A Mechanistic Test of Treatment Strategies to Foster Practice Quitting - PROJECT SUMMARY/ ABSTRACT
Tobacco use remains the single leading preventable cause of death and disability in the United States,
accounting for 480,000 deaths and $170 billion in medical costs each year. Although most cigarette smokers
eventually want to quit, the majority (80%) are not interested in quitting within the next month. Despite this,
smoking cessation treatment programs are traditionally predicated on smokers’ motivations to quit, with
treatments proceeding only among those willing to set a quit date. This stands in stark contrast to treatments
for other chronic diseases (e.g., hypertension)—health care providers do not assess whether or not patients
are ready to treat their high blood pressure, they simply identify the problem and initiate treatment. Tobacco
treatment programs are beginning to move toward a similar strategy through population health management
approaches; however, there is a dearth of treatment content applicable to smokers across a range of quit-
readiness, particularly for those unwilling to set a quit date. One novel potential treatment strategy is to foster
practice quitting (PQ), in which an individual attempts not to smoke for a few hours or days, without pressure or
expectation to permanently quit. Although a growing body of evidence has supported the role of practice
quitting in fostering permanent quit attempts and cessation, there is limited understanding of the mechanisms
of PQ-focused treatment.

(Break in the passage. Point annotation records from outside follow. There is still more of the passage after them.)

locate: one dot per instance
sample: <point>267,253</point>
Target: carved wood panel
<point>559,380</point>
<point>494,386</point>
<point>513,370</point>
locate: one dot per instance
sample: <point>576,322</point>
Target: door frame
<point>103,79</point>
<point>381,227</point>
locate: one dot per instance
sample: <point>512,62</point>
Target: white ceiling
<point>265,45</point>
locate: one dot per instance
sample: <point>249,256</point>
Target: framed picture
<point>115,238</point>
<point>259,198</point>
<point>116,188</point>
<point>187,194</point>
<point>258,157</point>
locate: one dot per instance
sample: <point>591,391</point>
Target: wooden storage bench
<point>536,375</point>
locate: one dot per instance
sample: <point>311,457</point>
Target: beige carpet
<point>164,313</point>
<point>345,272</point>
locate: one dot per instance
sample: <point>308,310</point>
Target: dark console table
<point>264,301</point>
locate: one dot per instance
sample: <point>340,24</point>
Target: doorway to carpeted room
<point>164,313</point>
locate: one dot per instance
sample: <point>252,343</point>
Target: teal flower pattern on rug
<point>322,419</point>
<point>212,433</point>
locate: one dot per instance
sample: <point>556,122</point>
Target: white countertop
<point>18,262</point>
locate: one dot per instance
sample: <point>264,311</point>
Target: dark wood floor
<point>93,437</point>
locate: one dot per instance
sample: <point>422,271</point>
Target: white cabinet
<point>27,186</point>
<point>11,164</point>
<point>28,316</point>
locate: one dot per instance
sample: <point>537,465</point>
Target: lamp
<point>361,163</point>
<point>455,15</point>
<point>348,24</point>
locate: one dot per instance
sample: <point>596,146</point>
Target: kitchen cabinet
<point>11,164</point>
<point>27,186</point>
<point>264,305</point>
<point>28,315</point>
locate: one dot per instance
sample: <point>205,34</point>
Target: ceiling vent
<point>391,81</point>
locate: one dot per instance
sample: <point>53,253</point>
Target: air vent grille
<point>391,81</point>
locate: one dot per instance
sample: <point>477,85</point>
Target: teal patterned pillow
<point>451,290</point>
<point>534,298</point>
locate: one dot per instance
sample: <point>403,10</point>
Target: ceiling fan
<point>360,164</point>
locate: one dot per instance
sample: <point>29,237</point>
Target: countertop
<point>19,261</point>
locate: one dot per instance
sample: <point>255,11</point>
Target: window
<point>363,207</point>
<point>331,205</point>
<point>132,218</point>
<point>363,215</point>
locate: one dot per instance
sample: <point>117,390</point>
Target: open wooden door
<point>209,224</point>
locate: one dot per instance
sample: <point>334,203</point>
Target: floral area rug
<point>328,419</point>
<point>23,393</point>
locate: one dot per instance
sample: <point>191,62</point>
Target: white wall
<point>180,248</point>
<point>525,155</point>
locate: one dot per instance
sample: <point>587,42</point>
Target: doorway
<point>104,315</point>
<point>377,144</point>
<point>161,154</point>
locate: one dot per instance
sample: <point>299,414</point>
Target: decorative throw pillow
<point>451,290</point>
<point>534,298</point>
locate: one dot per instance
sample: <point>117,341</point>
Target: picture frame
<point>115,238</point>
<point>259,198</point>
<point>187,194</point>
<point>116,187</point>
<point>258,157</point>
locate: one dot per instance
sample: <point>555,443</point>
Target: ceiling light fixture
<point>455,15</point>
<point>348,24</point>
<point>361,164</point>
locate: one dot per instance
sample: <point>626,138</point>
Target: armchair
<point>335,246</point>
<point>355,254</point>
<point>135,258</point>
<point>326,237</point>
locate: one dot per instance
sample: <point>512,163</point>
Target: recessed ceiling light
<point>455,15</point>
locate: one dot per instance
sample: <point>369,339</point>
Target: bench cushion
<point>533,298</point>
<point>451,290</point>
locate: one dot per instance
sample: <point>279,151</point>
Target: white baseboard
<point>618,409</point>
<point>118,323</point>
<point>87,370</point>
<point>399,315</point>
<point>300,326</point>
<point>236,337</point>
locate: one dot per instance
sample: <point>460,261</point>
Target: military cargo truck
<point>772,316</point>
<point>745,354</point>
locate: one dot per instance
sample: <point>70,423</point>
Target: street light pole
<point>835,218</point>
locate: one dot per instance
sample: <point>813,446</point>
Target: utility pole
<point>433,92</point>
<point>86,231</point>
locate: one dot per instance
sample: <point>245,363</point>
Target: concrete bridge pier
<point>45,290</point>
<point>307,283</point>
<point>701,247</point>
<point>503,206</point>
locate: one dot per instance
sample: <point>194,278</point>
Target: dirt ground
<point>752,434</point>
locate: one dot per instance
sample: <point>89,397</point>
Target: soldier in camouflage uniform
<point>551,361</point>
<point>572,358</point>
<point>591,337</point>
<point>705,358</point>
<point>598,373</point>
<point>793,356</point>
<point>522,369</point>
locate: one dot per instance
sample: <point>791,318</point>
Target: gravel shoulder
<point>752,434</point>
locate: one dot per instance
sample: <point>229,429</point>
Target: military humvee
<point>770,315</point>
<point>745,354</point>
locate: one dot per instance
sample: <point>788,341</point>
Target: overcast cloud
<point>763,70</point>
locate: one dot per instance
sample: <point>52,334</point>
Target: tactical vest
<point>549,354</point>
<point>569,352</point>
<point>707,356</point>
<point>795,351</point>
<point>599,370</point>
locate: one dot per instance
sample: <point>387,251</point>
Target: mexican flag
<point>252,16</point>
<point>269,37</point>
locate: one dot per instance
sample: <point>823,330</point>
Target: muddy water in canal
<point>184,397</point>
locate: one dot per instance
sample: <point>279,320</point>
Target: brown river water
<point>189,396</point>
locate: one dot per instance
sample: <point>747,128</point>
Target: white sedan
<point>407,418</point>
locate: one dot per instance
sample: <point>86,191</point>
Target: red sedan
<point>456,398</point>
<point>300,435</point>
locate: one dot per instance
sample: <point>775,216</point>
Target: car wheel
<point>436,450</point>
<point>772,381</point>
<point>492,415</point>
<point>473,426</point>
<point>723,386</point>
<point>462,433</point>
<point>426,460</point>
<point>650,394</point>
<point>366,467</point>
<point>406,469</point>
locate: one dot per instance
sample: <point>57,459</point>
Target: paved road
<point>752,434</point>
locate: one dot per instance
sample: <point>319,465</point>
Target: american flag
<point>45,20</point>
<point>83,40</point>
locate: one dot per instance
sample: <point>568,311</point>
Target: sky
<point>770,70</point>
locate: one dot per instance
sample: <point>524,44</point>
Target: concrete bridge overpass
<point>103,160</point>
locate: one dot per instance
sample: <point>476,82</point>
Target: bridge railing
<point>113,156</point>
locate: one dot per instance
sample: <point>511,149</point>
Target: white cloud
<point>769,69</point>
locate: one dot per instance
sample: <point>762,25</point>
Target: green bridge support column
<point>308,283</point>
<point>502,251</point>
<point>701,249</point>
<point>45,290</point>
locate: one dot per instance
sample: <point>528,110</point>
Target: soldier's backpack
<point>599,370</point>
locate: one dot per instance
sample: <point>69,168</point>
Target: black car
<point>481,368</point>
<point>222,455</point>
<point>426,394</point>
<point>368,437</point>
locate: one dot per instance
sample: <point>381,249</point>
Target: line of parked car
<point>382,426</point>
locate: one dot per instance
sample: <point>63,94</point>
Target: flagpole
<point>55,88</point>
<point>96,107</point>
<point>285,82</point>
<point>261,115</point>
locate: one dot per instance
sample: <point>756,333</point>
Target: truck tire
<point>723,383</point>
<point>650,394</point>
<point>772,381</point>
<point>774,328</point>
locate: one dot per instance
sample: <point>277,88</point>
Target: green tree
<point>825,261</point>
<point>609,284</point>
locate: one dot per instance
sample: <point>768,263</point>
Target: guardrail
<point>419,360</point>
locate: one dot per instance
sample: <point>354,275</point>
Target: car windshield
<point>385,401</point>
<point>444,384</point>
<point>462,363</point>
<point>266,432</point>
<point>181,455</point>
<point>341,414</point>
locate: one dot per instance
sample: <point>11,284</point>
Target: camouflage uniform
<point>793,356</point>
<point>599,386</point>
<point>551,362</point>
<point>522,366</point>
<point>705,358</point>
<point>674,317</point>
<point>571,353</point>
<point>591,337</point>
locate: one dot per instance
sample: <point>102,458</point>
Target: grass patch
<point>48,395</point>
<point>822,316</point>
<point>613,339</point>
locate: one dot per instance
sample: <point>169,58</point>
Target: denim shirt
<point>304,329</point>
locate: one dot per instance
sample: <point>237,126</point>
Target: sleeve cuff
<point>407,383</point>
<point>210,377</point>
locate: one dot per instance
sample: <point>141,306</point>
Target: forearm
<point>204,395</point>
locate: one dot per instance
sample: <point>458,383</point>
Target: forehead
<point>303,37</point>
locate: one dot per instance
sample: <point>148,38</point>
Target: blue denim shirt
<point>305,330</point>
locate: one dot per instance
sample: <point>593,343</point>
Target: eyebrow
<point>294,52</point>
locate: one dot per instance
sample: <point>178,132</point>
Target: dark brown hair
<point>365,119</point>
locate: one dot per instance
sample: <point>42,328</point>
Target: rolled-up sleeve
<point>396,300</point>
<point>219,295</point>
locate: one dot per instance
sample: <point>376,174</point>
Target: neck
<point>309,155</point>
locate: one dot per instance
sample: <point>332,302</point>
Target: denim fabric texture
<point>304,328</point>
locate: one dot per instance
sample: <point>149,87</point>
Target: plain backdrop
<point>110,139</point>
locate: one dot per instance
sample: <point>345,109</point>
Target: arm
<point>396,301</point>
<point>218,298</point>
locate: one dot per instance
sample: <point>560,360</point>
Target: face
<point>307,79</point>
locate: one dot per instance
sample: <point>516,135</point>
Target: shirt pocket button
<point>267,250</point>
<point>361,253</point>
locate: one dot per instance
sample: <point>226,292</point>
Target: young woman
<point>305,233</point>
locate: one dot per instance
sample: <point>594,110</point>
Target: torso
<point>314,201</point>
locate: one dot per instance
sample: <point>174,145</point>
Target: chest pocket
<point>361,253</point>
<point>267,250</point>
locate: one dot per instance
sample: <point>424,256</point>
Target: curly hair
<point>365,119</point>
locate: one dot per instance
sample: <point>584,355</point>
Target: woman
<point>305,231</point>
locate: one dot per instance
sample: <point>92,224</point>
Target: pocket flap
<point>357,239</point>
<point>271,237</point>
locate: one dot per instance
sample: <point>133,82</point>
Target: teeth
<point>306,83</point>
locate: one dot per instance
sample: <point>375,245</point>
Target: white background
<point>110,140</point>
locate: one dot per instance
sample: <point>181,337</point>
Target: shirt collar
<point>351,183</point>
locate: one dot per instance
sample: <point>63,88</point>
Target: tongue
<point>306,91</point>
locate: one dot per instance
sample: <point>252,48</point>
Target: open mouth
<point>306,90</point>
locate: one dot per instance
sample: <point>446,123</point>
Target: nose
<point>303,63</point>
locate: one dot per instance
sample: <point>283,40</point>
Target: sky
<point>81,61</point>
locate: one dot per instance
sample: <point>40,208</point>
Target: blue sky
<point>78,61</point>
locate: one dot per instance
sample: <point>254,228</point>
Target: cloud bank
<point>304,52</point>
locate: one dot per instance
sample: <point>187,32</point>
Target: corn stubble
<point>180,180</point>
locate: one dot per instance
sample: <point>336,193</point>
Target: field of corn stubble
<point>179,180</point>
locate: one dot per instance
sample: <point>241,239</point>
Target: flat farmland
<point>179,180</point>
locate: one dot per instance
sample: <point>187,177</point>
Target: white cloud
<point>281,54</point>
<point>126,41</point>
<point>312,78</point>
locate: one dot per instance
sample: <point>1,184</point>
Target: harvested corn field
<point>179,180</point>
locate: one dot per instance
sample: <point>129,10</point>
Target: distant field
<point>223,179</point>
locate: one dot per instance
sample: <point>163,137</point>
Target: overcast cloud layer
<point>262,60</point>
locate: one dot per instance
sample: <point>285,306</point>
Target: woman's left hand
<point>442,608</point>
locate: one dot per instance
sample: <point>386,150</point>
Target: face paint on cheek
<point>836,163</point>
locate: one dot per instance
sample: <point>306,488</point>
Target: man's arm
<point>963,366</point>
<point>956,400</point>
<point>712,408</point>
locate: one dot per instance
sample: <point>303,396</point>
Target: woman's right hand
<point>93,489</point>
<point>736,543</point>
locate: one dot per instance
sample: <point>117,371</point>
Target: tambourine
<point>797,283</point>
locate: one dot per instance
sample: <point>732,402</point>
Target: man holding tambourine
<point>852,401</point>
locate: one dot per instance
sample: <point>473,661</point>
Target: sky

Furthermore, no studies to date have attempted to disentangle treatment effects
associated with behavioral vs. pharmacological intervention strategies to prompt practice quitting. The overall
goal of the current research is to characterize treatment mediators of PQ-focused counseling and nicotine
replacement therapy (NRT) sampling. We will use a 2x2 factorial study design to test the role of PQ counseling
vs. Motivational Interviewing (MI) counseling, and NRT sampling (four-week supply of nicotine lozenges and
patches) vs. none on incidence of quit attempts at 6-months post treatment. We hypothesize that PQ treatment
components will have an additive effect, such that PQ counseling + NRT sampling will produce the highest
incidence of quit attempts at 6 months post-treatment. Participants (N=780) will be recruited through a
nationwide online recruitment strategy and all study procedures will be completed remotely. We will
purposefully recruit smokers who are not planning to quit in the next 30 days, and will examine baseline quit
motivation (i.e., motivation to quit in the next 6 months) as a potential moderator of treatment effect. Results
will advance our understanding of the behavioral process of practice quitting and the mechanisms governing
PQA-focused treatment strategies. This mechanistic evidence will address a key gap in the smoking cessation
treatment development literature, with the potential to increase intervention reach and efficacy to reduce
tobacco-related morbidity and mortality.